嘉禾帝的目光落在棋盘上,他有条不紊地将白子落在棋盘上:“你说。”
“君埋泉下泥销骨,我寄人间雪满头。”裴时钰脸颊上漾出酒窝,他无比好奇地问,“皇兄可知这诗的意思?”
“此乃白乐天为悼念元微之所作,”嘉禾帝语气平淡道,“元稹离世九年后,白乐天偶然入梦与故人相逢,醒来痛难自己,便作下此诗。前一句是指故人长眠泉下,经年黄土侵蚀,尸骨渐消;‘我寄人间雪满头’则是说逝者早已入土,唯有我一人孤独行在世间,熬得双鬓都白如雪。”
他落子的手收回袖中,抬眼看向对面的弟弟:“你读的什么书,竟读到这句诗。”
裴时钰笑得无辜:“是臣弟中秋时在一个花灯上看到的,当时觉得句子漂亮,便记下了。”
皇帝落子的手微顿。
裴时钰仿佛没看到兄长这片刻的迟疑,脸上的笑容愈加浓,他道:“臣弟读书少,不解其中深意,臣弟其实想问——这诗里的‘人间雪满头’是何意?皇兄以为,一个人对另一个人怀有怎样的情分,才值得他用余生去白头?”
嘉禾帝拈棋的手这回停了更长时间。
殿内龙涎香袅袅,像一层薄雾笼在两人之间。
嘉禾帝的拇指在棋子上摩挲了一瞬,似乎在权衡什么,又似乎根本没有在看棋盘。
终于,他落下手中白子。
落子处却微微偏了半格,并未落在关隘之处,而是落在西南角一处无关紧要的空档。
那位置既不守势,也不攻敌,像是一步随手落下的废棋。
裴时钰嘴角勾起一抹笑容,在棋盘中放置最后一颗黑子。
棋盘上,黑子终成合围之势,白子巨龙被困在中央。
这时,小内侍得喜悄悄地偷摸进殿来,嘉禾帝第一时间从棋局中抬眼,望过去。
见陛下和楚王在下棋,得喜不敢作声,伏地请安后,偷偷向师父郭松使了个隐晦的眼色。
郭松暗叫不好:沈少卿怎这时候来了!
他暗地里向得喜打了个手势,意思是千万把沈少卿留住,万岁忙完必会见他。
得喜点头,正要退出殿外,却听楚王这时笑道:“皇兄,臣弟侥幸赢了。
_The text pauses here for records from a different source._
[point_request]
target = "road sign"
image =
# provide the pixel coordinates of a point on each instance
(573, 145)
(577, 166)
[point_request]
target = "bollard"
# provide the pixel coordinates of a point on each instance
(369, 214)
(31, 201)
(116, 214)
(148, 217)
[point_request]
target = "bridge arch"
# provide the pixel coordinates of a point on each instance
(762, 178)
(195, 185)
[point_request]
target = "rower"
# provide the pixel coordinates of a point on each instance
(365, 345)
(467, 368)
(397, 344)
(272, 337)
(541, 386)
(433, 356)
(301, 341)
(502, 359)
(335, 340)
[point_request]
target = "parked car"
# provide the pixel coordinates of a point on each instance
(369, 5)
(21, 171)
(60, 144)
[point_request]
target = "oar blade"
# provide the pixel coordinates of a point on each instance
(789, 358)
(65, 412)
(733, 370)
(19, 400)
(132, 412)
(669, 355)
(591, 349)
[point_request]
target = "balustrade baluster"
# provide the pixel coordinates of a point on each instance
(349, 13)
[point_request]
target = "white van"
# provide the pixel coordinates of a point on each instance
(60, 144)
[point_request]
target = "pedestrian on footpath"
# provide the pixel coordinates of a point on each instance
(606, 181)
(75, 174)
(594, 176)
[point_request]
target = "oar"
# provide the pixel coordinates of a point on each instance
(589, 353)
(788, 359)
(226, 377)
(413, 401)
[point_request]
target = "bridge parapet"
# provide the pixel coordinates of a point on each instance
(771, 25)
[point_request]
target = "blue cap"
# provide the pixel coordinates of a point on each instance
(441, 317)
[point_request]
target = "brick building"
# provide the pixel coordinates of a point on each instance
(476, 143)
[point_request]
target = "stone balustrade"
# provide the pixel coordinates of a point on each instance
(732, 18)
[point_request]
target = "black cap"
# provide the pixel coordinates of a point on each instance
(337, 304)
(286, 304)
”
郭松心里咯噔一下——楚王殿下怎可能赢!他将大半身子探前望去,跟着楚王一起数了数棋子,越数越是心惊。
裴时钰捡起棋盘上一颗黑子,笑得一脸舒畅:“臣弟赢了皇兄一颗子。”
殿内倏然静了一瞬。
郭松不敢抬头,也不敢说话,还未退出殿内的得喜更是不敢有丝毫动作。
嘉禾帝眸光淡淡,嗓音听来不含一丝情绪:“许久没人陪朕下棋,朕的技艺生疏不少,二弟的技艺反倒日益精进,朕输得不冤。”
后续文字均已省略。